Bank Digital: Syarat dan Ketentuan Perizinannya di Indonesia

“Pihak yang dapat mengoperasikan bank digital di Indonesia hanyalah bank yang berbadan hukum Indonesia (BHI).”

Jenis layanan bank digital memungkinkan masyarakat untuk mengakses layanan perbankan secara digital dengan mudah, hanya melalui sentuhan jari dari telepon genggam saja.

Hal ini sebagaimana dikutip dari Bisnis.com (1/2/2024), Bank BCA, Bank BRI, dan Bank Mandiri sebagai bank-bank besar di Indonesia kini memiliki anak usaha yang bergerak di bidang layanan bank digital.

Dengan adanya bank digital tersebut, nasabah kini dapat dengan mudah melakukan transfer uang hingga membayar tagihan-tagihan tanpa perlu datang secara fisik ke ATM.

Baca juga: Syarat dan Legalitas untuk Menjadi Agen Laku Pandai (Bank)

Masih mengutip dari Bisnis.com, pangsa pasar bank digital di Indonesia cukup menggiurkan.

Sebagai contoh, Bank Mandiri. Dengan layanan bank digital Livin by Mandiri, Bank Mandiri mampu mencatatkan 2,8 miliar transaksi dengan nilai lebih dari Rp3.271 triliun pada tahun 2023 lalu.

Melihat tingginya lalu lintas dan penggunaan bank digital tersebut, hal ini kemudian menarik perhatian sejumlah investor yang hendak untuk berinvestasi pada sektor ini.

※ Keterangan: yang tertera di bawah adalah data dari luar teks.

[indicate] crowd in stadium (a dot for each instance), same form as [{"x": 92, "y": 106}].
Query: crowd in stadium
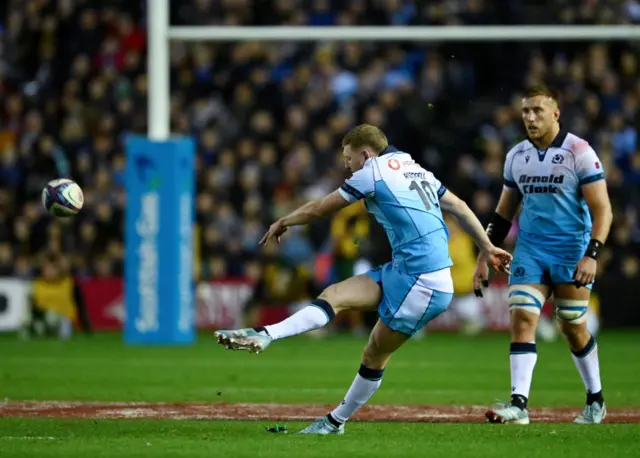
[{"x": 268, "y": 119}]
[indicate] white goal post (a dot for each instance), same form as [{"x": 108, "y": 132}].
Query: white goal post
[{"x": 161, "y": 33}]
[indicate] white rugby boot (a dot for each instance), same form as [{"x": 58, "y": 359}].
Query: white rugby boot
[
  {"x": 508, "y": 414},
  {"x": 244, "y": 339},
  {"x": 322, "y": 426},
  {"x": 592, "y": 414}
]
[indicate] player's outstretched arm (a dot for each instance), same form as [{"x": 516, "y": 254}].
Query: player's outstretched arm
[
  {"x": 307, "y": 213},
  {"x": 597, "y": 198},
  {"x": 497, "y": 257}
]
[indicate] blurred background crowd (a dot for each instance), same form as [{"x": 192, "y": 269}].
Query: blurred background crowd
[{"x": 268, "y": 119}]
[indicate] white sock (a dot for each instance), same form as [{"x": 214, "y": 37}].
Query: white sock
[
  {"x": 589, "y": 367},
  {"x": 311, "y": 317},
  {"x": 364, "y": 385},
  {"x": 523, "y": 357}
]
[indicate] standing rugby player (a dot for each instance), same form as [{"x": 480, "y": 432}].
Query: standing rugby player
[{"x": 565, "y": 221}]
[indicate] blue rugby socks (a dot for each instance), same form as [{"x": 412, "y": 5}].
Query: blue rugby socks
[
  {"x": 589, "y": 367},
  {"x": 523, "y": 357},
  {"x": 314, "y": 316},
  {"x": 366, "y": 383}
]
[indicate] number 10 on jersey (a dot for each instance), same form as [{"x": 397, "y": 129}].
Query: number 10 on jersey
[{"x": 427, "y": 194}]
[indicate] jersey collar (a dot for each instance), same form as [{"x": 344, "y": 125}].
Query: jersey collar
[{"x": 389, "y": 149}]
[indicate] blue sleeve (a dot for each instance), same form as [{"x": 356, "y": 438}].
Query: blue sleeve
[
  {"x": 360, "y": 185},
  {"x": 509, "y": 181},
  {"x": 588, "y": 166}
]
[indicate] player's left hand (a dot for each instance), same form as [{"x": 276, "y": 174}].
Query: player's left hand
[
  {"x": 498, "y": 259},
  {"x": 585, "y": 272},
  {"x": 275, "y": 232}
]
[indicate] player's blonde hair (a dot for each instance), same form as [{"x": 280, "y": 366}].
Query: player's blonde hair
[
  {"x": 544, "y": 91},
  {"x": 366, "y": 135}
]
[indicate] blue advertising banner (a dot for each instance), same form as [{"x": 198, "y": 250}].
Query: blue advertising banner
[{"x": 159, "y": 288}]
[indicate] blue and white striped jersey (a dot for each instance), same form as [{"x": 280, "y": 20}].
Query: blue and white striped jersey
[
  {"x": 404, "y": 198},
  {"x": 554, "y": 212}
]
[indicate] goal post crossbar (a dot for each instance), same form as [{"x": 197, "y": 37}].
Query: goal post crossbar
[
  {"x": 395, "y": 33},
  {"x": 161, "y": 33}
]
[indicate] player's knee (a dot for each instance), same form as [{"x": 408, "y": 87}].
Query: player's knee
[
  {"x": 572, "y": 311},
  {"x": 373, "y": 358},
  {"x": 525, "y": 299},
  {"x": 331, "y": 297}
]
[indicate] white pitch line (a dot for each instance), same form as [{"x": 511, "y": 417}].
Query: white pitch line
[{"x": 26, "y": 438}]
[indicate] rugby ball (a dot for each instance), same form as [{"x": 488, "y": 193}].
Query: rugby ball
[{"x": 62, "y": 197}]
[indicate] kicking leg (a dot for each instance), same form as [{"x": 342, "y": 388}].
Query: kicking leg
[
  {"x": 525, "y": 302},
  {"x": 356, "y": 293},
  {"x": 382, "y": 343},
  {"x": 571, "y": 310}
]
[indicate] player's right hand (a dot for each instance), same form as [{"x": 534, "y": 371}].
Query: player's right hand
[
  {"x": 498, "y": 259},
  {"x": 275, "y": 232},
  {"x": 480, "y": 276}
]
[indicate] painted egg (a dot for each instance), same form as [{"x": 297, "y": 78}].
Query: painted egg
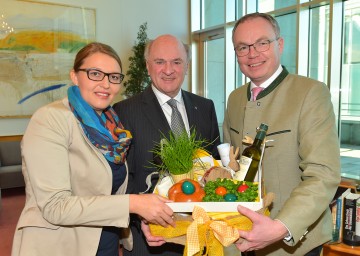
[
  {"x": 230, "y": 197},
  {"x": 188, "y": 188}
]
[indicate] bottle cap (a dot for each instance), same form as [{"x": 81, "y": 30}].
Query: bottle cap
[{"x": 263, "y": 127}]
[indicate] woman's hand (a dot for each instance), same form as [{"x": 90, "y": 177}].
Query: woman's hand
[
  {"x": 150, "y": 239},
  {"x": 152, "y": 208}
]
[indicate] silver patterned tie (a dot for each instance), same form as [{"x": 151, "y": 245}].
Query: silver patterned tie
[{"x": 177, "y": 123}]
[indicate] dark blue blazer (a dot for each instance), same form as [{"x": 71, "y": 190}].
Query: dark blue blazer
[{"x": 143, "y": 116}]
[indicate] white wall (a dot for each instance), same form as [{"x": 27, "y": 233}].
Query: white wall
[{"x": 117, "y": 24}]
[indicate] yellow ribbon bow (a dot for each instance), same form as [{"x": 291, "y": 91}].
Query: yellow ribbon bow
[{"x": 199, "y": 229}]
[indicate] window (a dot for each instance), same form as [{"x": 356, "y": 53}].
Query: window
[
  {"x": 322, "y": 41},
  {"x": 350, "y": 92},
  {"x": 213, "y": 13}
]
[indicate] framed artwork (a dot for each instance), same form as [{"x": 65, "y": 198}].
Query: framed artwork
[{"x": 38, "y": 44}]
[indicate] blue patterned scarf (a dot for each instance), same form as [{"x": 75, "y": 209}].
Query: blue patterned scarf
[{"x": 105, "y": 132}]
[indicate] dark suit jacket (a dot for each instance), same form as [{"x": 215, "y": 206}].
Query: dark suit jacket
[{"x": 143, "y": 116}]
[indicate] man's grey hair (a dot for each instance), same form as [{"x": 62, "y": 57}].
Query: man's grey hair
[
  {"x": 254, "y": 15},
  {"x": 150, "y": 42}
]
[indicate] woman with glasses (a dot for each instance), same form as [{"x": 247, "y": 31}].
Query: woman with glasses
[{"x": 74, "y": 166}]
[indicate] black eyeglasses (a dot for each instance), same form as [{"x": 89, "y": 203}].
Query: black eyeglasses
[
  {"x": 259, "y": 46},
  {"x": 97, "y": 75}
]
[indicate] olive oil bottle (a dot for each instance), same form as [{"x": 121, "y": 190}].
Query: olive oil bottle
[{"x": 250, "y": 158}]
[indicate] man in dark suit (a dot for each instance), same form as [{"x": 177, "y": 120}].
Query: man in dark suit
[{"x": 148, "y": 116}]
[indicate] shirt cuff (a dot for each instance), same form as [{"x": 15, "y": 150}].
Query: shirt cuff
[{"x": 288, "y": 237}]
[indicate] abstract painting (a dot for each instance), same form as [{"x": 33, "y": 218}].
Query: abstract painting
[{"x": 38, "y": 44}]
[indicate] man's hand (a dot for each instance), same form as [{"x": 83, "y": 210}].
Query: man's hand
[{"x": 265, "y": 231}]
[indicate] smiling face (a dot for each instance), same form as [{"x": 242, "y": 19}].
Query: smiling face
[
  {"x": 258, "y": 66},
  {"x": 98, "y": 94},
  {"x": 167, "y": 64}
]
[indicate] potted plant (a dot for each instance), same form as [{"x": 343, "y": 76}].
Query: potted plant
[{"x": 176, "y": 155}]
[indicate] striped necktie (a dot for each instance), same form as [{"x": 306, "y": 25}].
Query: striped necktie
[
  {"x": 177, "y": 123},
  {"x": 256, "y": 90}
]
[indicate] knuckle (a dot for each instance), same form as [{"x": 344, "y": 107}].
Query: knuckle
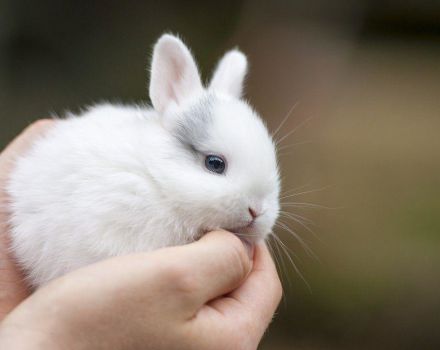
[
  {"x": 181, "y": 279},
  {"x": 238, "y": 256}
]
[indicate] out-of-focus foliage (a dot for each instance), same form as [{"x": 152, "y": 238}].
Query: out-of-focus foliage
[{"x": 366, "y": 76}]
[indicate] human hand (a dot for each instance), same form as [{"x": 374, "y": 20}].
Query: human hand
[
  {"x": 206, "y": 295},
  {"x": 12, "y": 287}
]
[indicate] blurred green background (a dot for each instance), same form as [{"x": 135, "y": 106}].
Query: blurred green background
[{"x": 366, "y": 75}]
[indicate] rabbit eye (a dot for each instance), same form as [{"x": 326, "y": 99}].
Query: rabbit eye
[{"x": 215, "y": 164}]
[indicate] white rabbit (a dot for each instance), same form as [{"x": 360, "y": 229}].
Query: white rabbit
[{"x": 122, "y": 179}]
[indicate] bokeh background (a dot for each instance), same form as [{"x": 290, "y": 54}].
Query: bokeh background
[{"x": 365, "y": 78}]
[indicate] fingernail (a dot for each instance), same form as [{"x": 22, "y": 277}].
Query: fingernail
[{"x": 249, "y": 248}]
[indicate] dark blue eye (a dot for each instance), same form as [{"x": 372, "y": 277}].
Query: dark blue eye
[{"x": 215, "y": 164}]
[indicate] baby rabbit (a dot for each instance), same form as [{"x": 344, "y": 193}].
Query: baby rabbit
[{"x": 122, "y": 179}]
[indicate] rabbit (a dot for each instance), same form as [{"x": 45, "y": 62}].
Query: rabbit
[{"x": 120, "y": 179}]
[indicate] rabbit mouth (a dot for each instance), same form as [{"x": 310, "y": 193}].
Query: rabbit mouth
[{"x": 248, "y": 229}]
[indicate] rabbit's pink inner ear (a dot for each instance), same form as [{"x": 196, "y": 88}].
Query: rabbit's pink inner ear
[
  {"x": 174, "y": 74},
  {"x": 229, "y": 75}
]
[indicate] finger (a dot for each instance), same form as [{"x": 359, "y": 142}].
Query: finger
[
  {"x": 259, "y": 295},
  {"x": 215, "y": 265},
  {"x": 12, "y": 286},
  {"x": 22, "y": 143}
]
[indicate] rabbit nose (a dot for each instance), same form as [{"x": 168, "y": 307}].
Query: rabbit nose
[{"x": 253, "y": 213}]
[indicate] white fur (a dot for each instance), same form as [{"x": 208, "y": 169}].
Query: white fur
[
  {"x": 230, "y": 73},
  {"x": 116, "y": 180}
]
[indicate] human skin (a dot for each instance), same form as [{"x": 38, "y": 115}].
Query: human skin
[{"x": 216, "y": 293}]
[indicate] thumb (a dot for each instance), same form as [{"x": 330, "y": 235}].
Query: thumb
[{"x": 218, "y": 263}]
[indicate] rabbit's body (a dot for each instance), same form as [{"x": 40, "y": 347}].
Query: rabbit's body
[{"x": 123, "y": 179}]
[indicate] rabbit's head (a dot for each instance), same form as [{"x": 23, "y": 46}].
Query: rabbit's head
[{"x": 221, "y": 168}]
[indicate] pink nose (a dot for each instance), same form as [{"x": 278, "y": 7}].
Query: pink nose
[{"x": 253, "y": 213}]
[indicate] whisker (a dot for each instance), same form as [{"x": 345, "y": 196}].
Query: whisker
[
  {"x": 291, "y": 132},
  {"x": 295, "y": 189},
  {"x": 305, "y": 192},
  {"x": 284, "y": 119},
  {"x": 296, "y": 216},
  {"x": 282, "y": 148},
  {"x": 298, "y": 238},
  {"x": 281, "y": 264},
  {"x": 307, "y": 205},
  {"x": 286, "y": 252}
]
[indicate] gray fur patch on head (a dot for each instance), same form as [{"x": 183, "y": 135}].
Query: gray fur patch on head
[{"x": 192, "y": 127}]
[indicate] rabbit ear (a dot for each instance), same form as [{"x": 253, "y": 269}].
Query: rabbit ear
[
  {"x": 230, "y": 73},
  {"x": 174, "y": 74}
]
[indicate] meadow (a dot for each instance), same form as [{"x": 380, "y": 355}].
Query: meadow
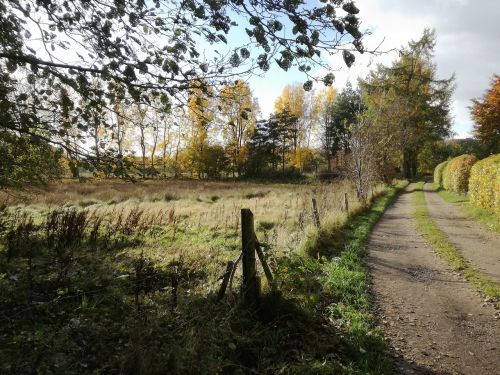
[{"x": 119, "y": 276}]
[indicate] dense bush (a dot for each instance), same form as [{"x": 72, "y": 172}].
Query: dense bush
[
  {"x": 484, "y": 183},
  {"x": 438, "y": 173},
  {"x": 456, "y": 173}
]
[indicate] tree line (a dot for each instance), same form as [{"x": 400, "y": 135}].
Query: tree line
[{"x": 131, "y": 108}]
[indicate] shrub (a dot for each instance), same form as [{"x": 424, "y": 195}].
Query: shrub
[
  {"x": 456, "y": 173},
  {"x": 438, "y": 173},
  {"x": 484, "y": 183}
]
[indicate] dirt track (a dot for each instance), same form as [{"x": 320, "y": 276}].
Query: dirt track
[
  {"x": 435, "y": 321},
  {"x": 479, "y": 246}
]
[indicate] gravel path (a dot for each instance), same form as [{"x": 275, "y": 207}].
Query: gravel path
[
  {"x": 478, "y": 245},
  {"x": 435, "y": 322}
]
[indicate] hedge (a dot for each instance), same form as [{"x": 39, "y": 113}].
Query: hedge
[
  {"x": 438, "y": 173},
  {"x": 484, "y": 183},
  {"x": 456, "y": 173}
]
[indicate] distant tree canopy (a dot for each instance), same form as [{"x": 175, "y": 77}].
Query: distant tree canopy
[
  {"x": 486, "y": 114},
  {"x": 408, "y": 104},
  {"x": 342, "y": 114},
  {"x": 76, "y": 58}
]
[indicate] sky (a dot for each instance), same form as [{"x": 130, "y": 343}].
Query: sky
[{"x": 468, "y": 45}]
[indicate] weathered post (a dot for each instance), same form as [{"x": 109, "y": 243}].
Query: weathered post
[
  {"x": 316, "y": 214},
  {"x": 225, "y": 280},
  {"x": 265, "y": 266},
  {"x": 251, "y": 283}
]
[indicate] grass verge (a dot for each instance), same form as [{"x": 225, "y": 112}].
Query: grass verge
[
  {"x": 440, "y": 243},
  {"x": 346, "y": 295},
  {"x": 484, "y": 216}
]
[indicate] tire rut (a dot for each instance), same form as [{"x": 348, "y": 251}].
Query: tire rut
[
  {"x": 477, "y": 245},
  {"x": 433, "y": 320}
]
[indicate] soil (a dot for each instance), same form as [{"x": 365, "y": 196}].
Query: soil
[
  {"x": 434, "y": 321},
  {"x": 479, "y": 246}
]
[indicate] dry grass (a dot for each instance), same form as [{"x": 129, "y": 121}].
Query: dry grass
[{"x": 198, "y": 220}]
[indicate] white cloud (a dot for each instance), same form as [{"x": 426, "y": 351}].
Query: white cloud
[{"x": 467, "y": 45}]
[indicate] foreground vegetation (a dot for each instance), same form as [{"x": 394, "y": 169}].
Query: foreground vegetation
[
  {"x": 122, "y": 278},
  {"x": 447, "y": 250}
]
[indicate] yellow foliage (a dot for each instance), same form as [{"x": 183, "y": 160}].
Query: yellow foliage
[
  {"x": 292, "y": 98},
  {"x": 456, "y": 173},
  {"x": 484, "y": 183},
  {"x": 438, "y": 173}
]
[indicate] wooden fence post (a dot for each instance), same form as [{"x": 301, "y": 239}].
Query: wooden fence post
[
  {"x": 316, "y": 214},
  {"x": 251, "y": 283},
  {"x": 265, "y": 266},
  {"x": 225, "y": 279}
]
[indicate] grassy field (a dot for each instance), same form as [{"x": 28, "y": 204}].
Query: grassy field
[{"x": 121, "y": 277}]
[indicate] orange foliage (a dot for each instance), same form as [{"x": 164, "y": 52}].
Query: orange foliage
[{"x": 486, "y": 114}]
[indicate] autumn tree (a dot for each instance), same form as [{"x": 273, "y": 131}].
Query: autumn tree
[
  {"x": 486, "y": 114},
  {"x": 201, "y": 113},
  {"x": 156, "y": 49},
  {"x": 409, "y": 101},
  {"x": 238, "y": 109}
]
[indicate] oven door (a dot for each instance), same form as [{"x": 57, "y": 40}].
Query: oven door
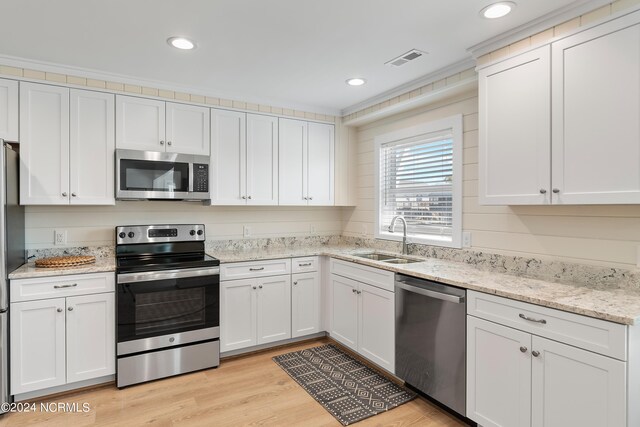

Dalam rangka membuka bank digital di Indonesia, sejatinya terdapat beberapa persyaratan dan legalitas yang harus dipenuhi oleh pelaku usaha terlebih dahulu.

Lantas, apa saja syarat dan perizinan yang dibutuhkan untuk membuka bank digital di Indonesia? Simak selengkapnya!

Baca juga: Hal-Hal yang Harus Diperhatikan Pedagang dalam Investasi Emas Digital

Syarat Pendirian Bank Digital di Indonesia

Pihak yang dapat mengoperasikan bank digital di Indonesia hanyalah bank yang berbadan hukum Indonesia (BHI). Hal ini sebagaimana disebutkan dalam Pasal 25 Peraturan Otoritas Jasa Keuangan Nomor 12/POJK.03/2021 Tahun 2021 tentang Bank Umum (POJK 12/2021).

Lebih lanjut, bank digital adalah bank BHI yang menyediakan dan menjalankan kegiatan usaha, terutama melalui saluran elektronik tanpa kantor fisik selain kantor pusat atau menggunakan kantor fisik terbatas (Pasal 1 angka 22 POJK 12/2021).

Hal ini dapat dilakukan melalui pendirian bank BHI baru sebagai bank digital atau transformasi dari bank BHI menjadi bank digital  (Pasal 25 POJK 12/2021).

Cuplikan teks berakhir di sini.